For algorithms sensitive to class imbalance or in scenarios where misclassifying one class has significantly more severe consequences, strategies to balance the distribution could be considered. These strategies include oversampling the minority class, undersampling the majority class, or applying synthetic data generation methods such as SMOTE.


In [None]:
# Increase the font size
sns.set_context('talk', font_scale=0.7)

# Create a figure to visualize the correlation matrix with an adjusted size
plt.figure(figsize=(20, 20))  # Adjust the figure size

# Generate a heatmap of the correlation matrix
correlation_matrix = df.corr()
sns.heatmap(correlation_matrix, annot=True, fmt='.2f', cmap='coolwarm', center=0,
            square=True, linewidths=.5, cbar_kws={"shrink": .5})

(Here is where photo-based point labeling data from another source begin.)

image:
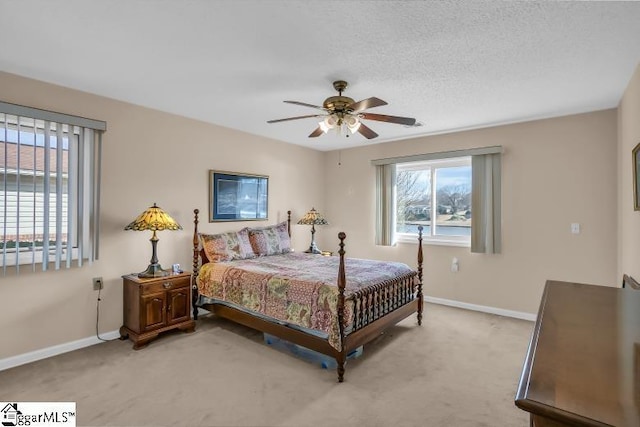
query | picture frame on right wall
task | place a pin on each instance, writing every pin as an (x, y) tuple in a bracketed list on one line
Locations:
[(636, 177)]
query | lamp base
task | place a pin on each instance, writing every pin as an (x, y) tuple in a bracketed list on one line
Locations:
[(313, 249), (154, 270)]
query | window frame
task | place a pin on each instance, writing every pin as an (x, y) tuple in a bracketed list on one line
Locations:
[(433, 165), (70, 197)]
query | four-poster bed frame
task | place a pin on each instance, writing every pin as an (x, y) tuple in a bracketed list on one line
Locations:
[(376, 308)]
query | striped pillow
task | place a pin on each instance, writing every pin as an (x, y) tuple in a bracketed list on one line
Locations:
[(272, 240), (227, 246)]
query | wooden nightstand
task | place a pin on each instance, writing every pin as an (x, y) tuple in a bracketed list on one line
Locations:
[(155, 305)]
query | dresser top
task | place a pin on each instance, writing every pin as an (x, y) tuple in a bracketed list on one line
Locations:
[(583, 363)]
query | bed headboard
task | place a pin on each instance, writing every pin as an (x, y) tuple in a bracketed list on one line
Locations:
[(199, 257)]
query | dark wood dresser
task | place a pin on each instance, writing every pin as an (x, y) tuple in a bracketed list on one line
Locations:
[(583, 363)]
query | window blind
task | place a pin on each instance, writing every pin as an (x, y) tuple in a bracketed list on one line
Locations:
[(50, 188)]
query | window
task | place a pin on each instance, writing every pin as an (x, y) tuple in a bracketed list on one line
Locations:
[(49, 188), (455, 196), (437, 195)]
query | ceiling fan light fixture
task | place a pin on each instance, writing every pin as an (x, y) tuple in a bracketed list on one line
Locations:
[(353, 123), (324, 126)]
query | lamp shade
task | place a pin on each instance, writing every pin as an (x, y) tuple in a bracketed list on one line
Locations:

# Set titles and axis labels
plt.title('Correlation Matrix')
plt.xlabel('Variables')
plt.ylabel('Variables')

# Rotate x-axis labels and improve subplot layout
plt.xticks(rotation=45)
plt.yticks(rotation=0)
plt.tight_layout()  # Automatically adjust subplot parameters


In [None]:
# In the previous graph, we observed that several variables exhibit high correlation. Let's explore how we can remove them.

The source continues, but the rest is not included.